And Guinness doesn't do eight. He does a full-blown job on four or five. I wished for more a few more minutes of Lady Agatha, the suffragette balloonist, but oh well.
And, you know, all the d'Ascoynes, except possibly for Henry the amateur photographer, are a dull, stiff, lordly bunch. The fact that they're all Guinness, they're visual jokes instead of characters, blunts the idea that Louis is killing people, and makes you believe that Louis is taking social revenge on an entire class that richly deserves some sort of unpleasant wake-up call. That's was the brilliant idea, that the stunt casting supports the dramatic logic of the film, and gives a funny justification to Louis's homicidal crusade.

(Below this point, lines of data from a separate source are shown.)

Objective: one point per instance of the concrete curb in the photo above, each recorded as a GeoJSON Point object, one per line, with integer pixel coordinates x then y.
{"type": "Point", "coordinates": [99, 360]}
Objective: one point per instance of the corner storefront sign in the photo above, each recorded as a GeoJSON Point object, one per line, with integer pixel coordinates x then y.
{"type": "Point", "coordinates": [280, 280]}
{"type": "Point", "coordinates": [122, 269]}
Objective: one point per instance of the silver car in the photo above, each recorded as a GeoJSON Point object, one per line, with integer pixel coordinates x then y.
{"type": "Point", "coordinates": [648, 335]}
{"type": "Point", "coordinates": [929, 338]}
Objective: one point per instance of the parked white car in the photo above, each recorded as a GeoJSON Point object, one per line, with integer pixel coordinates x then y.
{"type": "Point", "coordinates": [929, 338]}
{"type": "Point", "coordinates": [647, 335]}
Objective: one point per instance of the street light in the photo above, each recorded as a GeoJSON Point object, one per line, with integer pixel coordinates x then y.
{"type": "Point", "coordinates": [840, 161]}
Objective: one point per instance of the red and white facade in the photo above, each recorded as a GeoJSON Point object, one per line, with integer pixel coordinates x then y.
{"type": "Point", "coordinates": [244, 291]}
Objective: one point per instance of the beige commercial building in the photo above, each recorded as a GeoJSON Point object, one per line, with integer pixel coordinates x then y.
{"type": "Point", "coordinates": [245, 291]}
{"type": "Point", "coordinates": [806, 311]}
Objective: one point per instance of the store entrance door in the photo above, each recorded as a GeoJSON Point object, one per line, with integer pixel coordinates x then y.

With class equations so much more powerful in the UK, and here after fifty years, you can pretty much think of Kind Hearts and Coronets as a foreign movie in English. The question is whether you should hunt this movie down, since you're not likely to stumble across it. The answer is, well, probably not. It's a novelty, an oddity. Charming, witty, elegant, yes. Quaint, dated, mannered, articulate, literate, yes. Paced well for today's audience, no. Unless you're really paying attention.
In my mind, ripe for remake. Move it to Detroit, make the d'Ascoynes into a Gross Pointe family patterned after the Fords, cast Johnny Depp as all the d'Ascoynes and maybe Jet Li as the black sheep of the family. And Halle Berry as Sibella.